Бульдог. В начале пути - Константин Калбазов
Шрифт:
Интервал:
Закладка:
– Понял, государь. Все исполню, будь уверен, – вдруг взбодрившись и вытянувшись во фрунт, произнес довольный сверх всякой меры генерал.
– Вот и ладно. Думаю, около полугода у тебя есть. Завоюй сердца ингерманландцев, вояки там настоящие, Александра Даниловича птенцы, а он и сам лихим воем был, и солдаты ему под стать.
– Государь, а может, иной какой полк? Пусть менее славный. Ведь помнят ингерманландцы, как ты Меншикова в ссылку отправил без суда. А они в нем души не чаяли.

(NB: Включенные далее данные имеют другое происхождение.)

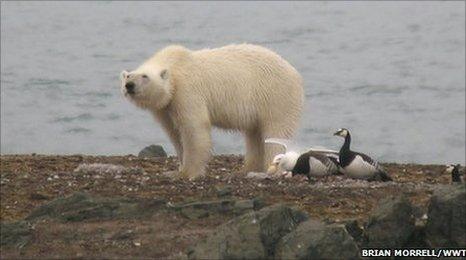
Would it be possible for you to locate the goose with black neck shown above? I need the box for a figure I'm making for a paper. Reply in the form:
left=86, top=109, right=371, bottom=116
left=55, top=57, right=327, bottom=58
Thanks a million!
left=333, top=128, right=392, bottom=181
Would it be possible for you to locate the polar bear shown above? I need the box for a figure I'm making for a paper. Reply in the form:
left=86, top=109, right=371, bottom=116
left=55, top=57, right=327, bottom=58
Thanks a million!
left=121, top=44, right=304, bottom=179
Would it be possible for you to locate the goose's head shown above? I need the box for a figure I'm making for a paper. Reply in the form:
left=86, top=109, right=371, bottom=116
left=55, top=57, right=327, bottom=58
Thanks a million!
left=445, top=164, right=460, bottom=173
left=267, top=152, right=299, bottom=173
left=333, top=128, right=349, bottom=138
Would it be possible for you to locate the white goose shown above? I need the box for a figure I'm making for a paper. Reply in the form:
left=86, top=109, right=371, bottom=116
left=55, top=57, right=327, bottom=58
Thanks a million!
left=265, top=138, right=339, bottom=178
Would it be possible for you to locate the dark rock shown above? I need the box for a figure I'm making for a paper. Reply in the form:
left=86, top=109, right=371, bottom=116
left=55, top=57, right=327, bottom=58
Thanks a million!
left=29, top=192, right=51, bottom=200
left=276, top=220, right=360, bottom=259
left=138, top=144, right=167, bottom=158
left=215, top=185, right=233, bottom=197
left=363, top=196, right=414, bottom=248
left=341, top=219, right=364, bottom=245
left=188, top=205, right=307, bottom=259
left=0, top=221, right=32, bottom=248
left=426, top=184, right=466, bottom=248
left=174, top=199, right=264, bottom=219
left=26, top=192, right=165, bottom=222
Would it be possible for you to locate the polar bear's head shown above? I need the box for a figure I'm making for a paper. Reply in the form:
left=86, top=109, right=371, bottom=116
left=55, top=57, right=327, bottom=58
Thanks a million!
left=120, top=66, right=172, bottom=109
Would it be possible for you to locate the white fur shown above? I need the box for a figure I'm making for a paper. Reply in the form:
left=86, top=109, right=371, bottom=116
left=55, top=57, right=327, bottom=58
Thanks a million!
left=122, top=44, right=303, bottom=178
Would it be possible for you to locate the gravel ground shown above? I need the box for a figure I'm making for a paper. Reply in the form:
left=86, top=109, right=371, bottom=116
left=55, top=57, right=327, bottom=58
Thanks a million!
left=0, top=155, right=456, bottom=258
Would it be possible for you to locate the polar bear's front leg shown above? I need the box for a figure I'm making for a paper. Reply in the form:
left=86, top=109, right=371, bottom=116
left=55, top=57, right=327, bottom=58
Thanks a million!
left=155, top=111, right=183, bottom=165
left=180, top=121, right=211, bottom=180
left=244, top=129, right=265, bottom=172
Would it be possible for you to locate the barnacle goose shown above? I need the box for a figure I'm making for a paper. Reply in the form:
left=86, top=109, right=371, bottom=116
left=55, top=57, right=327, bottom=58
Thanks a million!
left=446, top=164, right=461, bottom=182
left=265, top=138, right=339, bottom=178
left=333, top=128, right=392, bottom=181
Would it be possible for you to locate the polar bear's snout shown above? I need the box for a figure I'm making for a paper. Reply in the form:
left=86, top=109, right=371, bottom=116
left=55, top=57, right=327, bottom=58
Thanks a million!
left=125, top=81, right=136, bottom=95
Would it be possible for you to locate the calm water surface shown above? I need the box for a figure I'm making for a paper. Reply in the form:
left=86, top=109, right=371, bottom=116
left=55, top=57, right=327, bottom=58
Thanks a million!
left=1, top=1, right=465, bottom=163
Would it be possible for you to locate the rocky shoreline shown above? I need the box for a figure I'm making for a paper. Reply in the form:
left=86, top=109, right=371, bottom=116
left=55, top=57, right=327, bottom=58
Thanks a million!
left=0, top=155, right=466, bottom=259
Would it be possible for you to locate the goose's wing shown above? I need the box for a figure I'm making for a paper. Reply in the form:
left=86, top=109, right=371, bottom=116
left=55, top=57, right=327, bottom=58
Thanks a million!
left=309, top=152, right=338, bottom=172
left=354, top=152, right=380, bottom=170
left=265, top=138, right=338, bottom=156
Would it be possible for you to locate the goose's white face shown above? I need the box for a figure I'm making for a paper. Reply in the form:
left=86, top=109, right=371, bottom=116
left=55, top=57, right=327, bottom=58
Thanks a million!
left=267, top=152, right=299, bottom=174
left=445, top=165, right=455, bottom=173
left=333, top=128, right=349, bottom=137
left=278, top=152, right=299, bottom=171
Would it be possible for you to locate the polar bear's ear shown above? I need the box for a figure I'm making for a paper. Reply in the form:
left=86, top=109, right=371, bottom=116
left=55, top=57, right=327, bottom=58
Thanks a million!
left=120, top=70, right=129, bottom=80
left=160, top=69, right=168, bottom=80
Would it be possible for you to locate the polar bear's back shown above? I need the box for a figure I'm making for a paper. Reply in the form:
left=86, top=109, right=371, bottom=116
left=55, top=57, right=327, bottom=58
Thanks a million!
left=155, top=44, right=303, bottom=132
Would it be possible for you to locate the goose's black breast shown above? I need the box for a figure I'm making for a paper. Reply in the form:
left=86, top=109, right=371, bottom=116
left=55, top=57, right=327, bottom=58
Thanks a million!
left=291, top=153, right=310, bottom=175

О как осмелел. Ему палец в рот, а он уж к локотку примеривается. Петр задумался, но потом решил, что иного ожидать и нельзя было. Человек долгое время носил в себе обиду, опасаясь выместить ее на представителе золотой молодежи. А тут сразу столько подарков – и Ваньку проучить позволили, и вон какое доверие оказывают, чуть не в спасители императорской короны сватают. И вообще, почувствовал мужик за собой крепкую спину, вот и расправил крылья. Не стоит их подрезать. Ох не стоит. Эдак подломится Трубецкой и озлобится, а он нужен, и не просто преданным, но и инициативным.
– Во-первых, Никита Юрьевич, ингерманландцев я хочу возвести в ранг гвардии, кем они, по сути, и являлись, разве только светлейшего князя. Во-вторых, они уже доказали свою преданность, когда приняли приказ мальчишки о разжаловании и ссылке их полковника. Взбунтуйся они в тот момент, и все пошло бы по-иному. Я прекрасно помню, как все висело на волоске, как дрожали господа из тайного совета, да и я тоже, ожидая прибытия ингерманландцев под водительством Меншикова. Но этого не случилось. Так неужели они не останутся верными присяге теперь? Не верю.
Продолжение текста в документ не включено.